The "whore" controversy was supposed to hurt Brown among women. But since the last PPIC survey, women voters have swung 17 points in Brown's favor. In September, he was trailing Whitman 37-35 among women. Now he's up 47-32.
There was 22-point swing in Brown's direction among Latino voters, possibly in reaction to the housekeeper story. Last month, Brown was leading Whitman 32-25 with Latinos, and now the lead is 51-22.
While we're assessing the impact of the housekeeper story, there was also a blip in support for Chelene Nightingale, the American Independent Party candidate whose tough-on-immigration stance won her the backing of Sheriff Joe Arpaio and Tom Tancredo. Nightingale was at 1 percent in September. Now she's at 2 percent.

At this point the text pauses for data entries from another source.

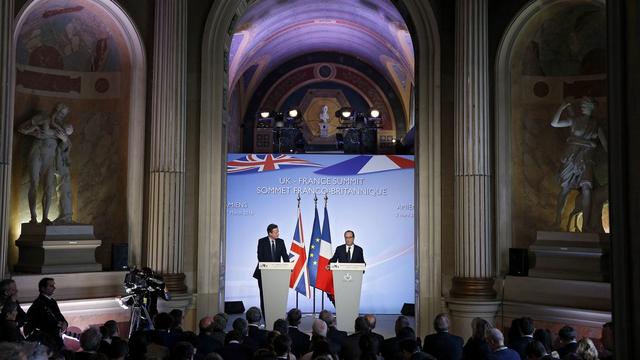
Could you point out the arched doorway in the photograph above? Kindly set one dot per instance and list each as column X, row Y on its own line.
column 214, row 121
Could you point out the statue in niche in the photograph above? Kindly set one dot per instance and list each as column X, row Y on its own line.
column 48, row 156
column 324, row 121
column 578, row 163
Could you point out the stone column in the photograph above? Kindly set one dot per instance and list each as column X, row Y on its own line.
column 472, row 185
column 472, row 294
column 167, row 154
column 7, row 73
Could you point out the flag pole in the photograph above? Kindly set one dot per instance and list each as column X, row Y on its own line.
column 297, row 293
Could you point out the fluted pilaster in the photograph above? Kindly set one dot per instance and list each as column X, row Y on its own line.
column 167, row 155
column 7, row 71
column 472, row 188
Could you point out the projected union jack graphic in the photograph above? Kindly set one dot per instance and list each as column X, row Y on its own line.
column 253, row 163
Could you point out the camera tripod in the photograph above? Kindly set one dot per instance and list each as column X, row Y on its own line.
column 140, row 318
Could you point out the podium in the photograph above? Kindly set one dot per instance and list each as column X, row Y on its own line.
column 347, row 284
column 275, row 290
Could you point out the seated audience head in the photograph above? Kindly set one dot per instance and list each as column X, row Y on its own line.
column 327, row 317
column 241, row 326
column 281, row 326
column 545, row 337
column 205, row 324
column 163, row 321
column 526, row 326
column 234, row 335
column 47, row 286
column 479, row 327
column 281, row 345
column 319, row 328
column 8, row 289
column 587, row 350
column 567, row 335
column 253, row 315
column 495, row 339
column 361, row 324
column 401, row 322
column 220, row 322
column 9, row 310
column 176, row 315
column 441, row 322
column 118, row 350
column 90, row 339
column 371, row 319
column 535, row 350
column 607, row 336
column 293, row 317
column 182, row 351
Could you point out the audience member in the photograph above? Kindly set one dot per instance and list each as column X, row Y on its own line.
column 9, row 292
column 443, row 345
column 587, row 349
column 206, row 342
column 495, row 339
column 525, row 336
column 567, row 343
column 476, row 347
column 299, row 341
column 257, row 335
column 351, row 344
column 44, row 318
column 336, row 337
column 371, row 319
column 9, row 330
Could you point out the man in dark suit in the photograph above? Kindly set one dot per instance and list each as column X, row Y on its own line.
column 44, row 318
column 567, row 341
column 525, row 331
column 349, row 252
column 300, row 341
column 443, row 345
column 270, row 249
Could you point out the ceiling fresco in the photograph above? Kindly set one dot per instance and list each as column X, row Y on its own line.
column 278, row 31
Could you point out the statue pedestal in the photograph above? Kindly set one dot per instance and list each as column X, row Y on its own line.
column 48, row 249
column 571, row 256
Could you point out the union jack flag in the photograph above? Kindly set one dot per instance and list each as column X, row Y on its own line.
column 300, row 275
column 254, row 163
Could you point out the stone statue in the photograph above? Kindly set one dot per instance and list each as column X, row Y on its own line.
column 47, row 131
column 578, row 162
column 324, row 121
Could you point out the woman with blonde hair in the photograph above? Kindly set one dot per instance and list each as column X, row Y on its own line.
column 587, row 350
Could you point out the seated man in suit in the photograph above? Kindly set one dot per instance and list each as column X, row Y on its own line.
column 270, row 249
column 443, row 345
column 349, row 252
column 495, row 339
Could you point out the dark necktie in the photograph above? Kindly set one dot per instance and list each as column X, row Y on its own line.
column 273, row 250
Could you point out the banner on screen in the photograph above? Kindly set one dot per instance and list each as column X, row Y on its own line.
column 369, row 194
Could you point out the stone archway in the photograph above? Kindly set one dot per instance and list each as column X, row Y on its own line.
column 213, row 122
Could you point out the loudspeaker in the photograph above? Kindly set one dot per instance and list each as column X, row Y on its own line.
column 518, row 262
column 408, row 309
column 119, row 257
column 233, row 307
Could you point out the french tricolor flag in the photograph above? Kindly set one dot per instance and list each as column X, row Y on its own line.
column 324, row 279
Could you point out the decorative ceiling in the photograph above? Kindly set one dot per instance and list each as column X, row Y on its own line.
column 271, row 32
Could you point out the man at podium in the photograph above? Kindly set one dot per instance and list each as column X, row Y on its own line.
column 349, row 252
column 270, row 249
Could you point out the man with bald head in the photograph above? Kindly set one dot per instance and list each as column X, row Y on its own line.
column 206, row 342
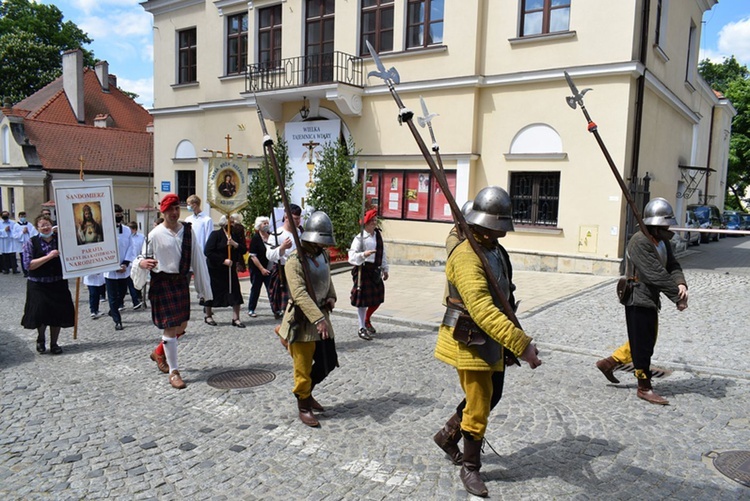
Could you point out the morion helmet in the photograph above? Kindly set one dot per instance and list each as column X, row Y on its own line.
column 318, row 229
column 491, row 210
column 658, row 212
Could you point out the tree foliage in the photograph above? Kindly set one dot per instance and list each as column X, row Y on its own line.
column 33, row 37
column 733, row 80
column 335, row 191
column 263, row 193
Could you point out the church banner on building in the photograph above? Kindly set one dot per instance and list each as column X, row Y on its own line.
column 305, row 141
column 227, row 183
column 86, row 227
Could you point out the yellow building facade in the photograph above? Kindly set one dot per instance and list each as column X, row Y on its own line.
column 492, row 70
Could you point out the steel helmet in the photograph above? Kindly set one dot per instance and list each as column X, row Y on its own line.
column 658, row 212
column 491, row 210
column 318, row 229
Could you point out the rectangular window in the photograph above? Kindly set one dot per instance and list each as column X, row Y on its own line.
column 424, row 23
column 185, row 184
column 535, row 198
column 236, row 43
column 319, row 29
column 187, row 69
column 410, row 195
column 376, row 26
column 544, row 16
column 269, row 36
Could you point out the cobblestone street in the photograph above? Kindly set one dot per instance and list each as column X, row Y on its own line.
column 100, row 421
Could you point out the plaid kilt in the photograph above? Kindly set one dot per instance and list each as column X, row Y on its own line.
column 170, row 299
column 372, row 292
column 277, row 291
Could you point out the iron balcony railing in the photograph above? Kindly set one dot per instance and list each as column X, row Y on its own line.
column 330, row 67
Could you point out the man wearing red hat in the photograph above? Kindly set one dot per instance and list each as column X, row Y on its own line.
column 367, row 254
column 169, row 254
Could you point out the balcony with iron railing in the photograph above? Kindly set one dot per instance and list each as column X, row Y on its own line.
column 334, row 76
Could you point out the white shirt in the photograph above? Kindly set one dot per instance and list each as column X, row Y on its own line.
column 202, row 228
column 357, row 251
column 166, row 247
column 272, row 253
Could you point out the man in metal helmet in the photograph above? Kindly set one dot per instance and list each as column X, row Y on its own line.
column 306, row 326
column 475, row 332
column 650, row 261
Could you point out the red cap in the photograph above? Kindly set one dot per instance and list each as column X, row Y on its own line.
column 370, row 215
column 168, row 201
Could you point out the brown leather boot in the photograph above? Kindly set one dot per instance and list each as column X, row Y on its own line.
column 314, row 405
column 647, row 393
column 472, row 463
column 607, row 366
column 447, row 439
column 305, row 412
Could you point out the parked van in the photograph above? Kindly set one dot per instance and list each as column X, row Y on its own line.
column 709, row 217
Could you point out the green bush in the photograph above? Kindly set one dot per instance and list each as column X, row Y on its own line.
column 335, row 191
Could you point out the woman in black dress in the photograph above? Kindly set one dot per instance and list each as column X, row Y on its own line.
column 48, row 300
column 222, row 267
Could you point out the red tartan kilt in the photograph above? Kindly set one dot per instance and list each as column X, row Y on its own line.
column 372, row 292
column 277, row 291
column 170, row 299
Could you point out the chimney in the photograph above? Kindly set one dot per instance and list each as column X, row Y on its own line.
column 102, row 73
column 73, row 81
column 103, row 121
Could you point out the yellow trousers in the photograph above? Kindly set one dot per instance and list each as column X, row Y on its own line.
column 622, row 354
column 477, row 386
column 302, row 357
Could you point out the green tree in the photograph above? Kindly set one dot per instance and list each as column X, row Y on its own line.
column 33, row 37
column 335, row 191
column 262, row 191
column 731, row 79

That's less than the margin of error, but it's fair to assume that whatever bump she got came out of Whitman's total.
"What seems to have happened is that Jerry Brown has solidified his hold on the Democratic base," said Mark Baldassare, president and CEO of the Public Policy Institute of California. "Whitman's support has not changed."
Meanwhile, the Whitman camp has been circulating a Republican Governors Association poll, which shows the race tied at 46-46. If you apply Nate Silver's six-point rule for in-house polls, that works out to a six-point lead for Brown, which is in the ballpark.
None of this is to say that Democrats can't find a way to lose this thing. Garry South, the consultant who helped elect Gray Davis, said recently that Whitman's turnout operation is so superior that Brown will need a 7-8 point lead on Election Day or "we're in serious trouble."